For Michael and Kathie Giorgio, however, their “norm” has already been changed forever. It changed the instant a speeding driver ran a red light on that bitterly cold Milwaukee evening. They are left to work through what could be several more months of recovery from injuries for Michael along with a mountain of new financial difficulties and obligations.

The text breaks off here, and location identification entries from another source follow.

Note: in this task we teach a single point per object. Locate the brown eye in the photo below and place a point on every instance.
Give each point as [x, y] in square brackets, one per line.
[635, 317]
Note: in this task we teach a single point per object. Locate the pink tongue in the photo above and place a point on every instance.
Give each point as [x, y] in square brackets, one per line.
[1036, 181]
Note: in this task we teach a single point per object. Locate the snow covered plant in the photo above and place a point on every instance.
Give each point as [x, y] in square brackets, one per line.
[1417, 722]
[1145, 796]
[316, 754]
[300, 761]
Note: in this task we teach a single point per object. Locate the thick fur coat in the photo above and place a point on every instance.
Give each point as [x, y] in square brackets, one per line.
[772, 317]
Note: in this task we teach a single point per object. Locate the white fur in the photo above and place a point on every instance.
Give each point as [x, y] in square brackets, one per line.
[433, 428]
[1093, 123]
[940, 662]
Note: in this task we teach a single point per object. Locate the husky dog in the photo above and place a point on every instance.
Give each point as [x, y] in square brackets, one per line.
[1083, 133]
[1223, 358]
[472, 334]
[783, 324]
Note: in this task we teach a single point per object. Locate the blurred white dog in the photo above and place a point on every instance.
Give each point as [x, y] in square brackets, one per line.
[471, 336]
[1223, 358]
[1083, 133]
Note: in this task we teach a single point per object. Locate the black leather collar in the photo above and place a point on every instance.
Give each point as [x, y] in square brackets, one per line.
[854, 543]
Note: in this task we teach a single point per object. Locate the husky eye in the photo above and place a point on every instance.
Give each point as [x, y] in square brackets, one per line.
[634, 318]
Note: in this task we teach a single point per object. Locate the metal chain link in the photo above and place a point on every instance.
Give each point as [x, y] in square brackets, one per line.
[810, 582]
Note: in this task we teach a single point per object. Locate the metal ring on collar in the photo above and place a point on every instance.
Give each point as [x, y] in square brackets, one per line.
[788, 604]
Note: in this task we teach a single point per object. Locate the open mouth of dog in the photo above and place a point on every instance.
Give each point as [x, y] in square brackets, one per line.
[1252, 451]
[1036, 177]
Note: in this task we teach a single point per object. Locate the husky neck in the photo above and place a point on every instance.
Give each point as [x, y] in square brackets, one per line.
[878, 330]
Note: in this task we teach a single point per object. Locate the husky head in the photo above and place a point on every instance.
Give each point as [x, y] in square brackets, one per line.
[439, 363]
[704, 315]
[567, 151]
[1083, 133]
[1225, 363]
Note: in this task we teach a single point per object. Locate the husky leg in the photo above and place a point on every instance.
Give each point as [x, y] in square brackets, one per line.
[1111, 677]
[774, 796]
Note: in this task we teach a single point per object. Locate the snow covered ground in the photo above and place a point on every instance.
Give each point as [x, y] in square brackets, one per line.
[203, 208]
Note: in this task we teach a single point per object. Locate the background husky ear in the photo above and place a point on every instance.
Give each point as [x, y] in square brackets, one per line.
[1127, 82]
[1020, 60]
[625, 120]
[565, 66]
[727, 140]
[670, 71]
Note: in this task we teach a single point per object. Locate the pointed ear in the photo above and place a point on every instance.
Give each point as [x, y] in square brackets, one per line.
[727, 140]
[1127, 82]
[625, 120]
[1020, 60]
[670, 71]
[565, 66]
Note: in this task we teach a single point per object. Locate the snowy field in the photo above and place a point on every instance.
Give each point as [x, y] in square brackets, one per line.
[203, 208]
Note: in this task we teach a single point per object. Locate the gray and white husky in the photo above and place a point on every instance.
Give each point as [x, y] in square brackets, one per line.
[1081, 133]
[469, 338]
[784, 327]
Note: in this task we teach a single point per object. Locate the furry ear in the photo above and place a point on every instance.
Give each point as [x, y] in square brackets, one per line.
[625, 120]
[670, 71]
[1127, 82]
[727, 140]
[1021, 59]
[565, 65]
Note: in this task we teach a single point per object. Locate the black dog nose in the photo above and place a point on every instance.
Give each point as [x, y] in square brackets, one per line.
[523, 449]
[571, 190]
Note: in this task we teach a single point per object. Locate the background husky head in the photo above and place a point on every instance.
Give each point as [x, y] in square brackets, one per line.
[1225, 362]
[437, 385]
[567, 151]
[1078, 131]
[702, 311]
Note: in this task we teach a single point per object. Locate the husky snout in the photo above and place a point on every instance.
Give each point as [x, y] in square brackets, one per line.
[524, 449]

“I’m angry because we can’t force the man who hit Michael to pay for the suffering he caused,” Kathie said. “I’m angry because his insurance only paid $50,000 and, even though we had an underinsured motorist policy for up to $50,000, our insurance won’t pay us anything because they subtract what we got from the driver. Even though he was 100% at fault. We are considering a civil lawsuit, but all the guy owns is his old minivan and his house. By law he can’t be forced to sell his house so there’s really nothing to sue for. It’s not right because we might have to sell ours.”
“I can’t even call what happened an accident,” Kathie said. “I know the man didn’t run over Michael deliberately, but this feels so much bigger than an accident. I keep calling it a disaster or a catastrophe. It has affected everything we do now. We have all new worries and all new practicalities. I’m always trying to look ahead but now I just don’t know how to figure out what we’re going to do. Please, slow down.”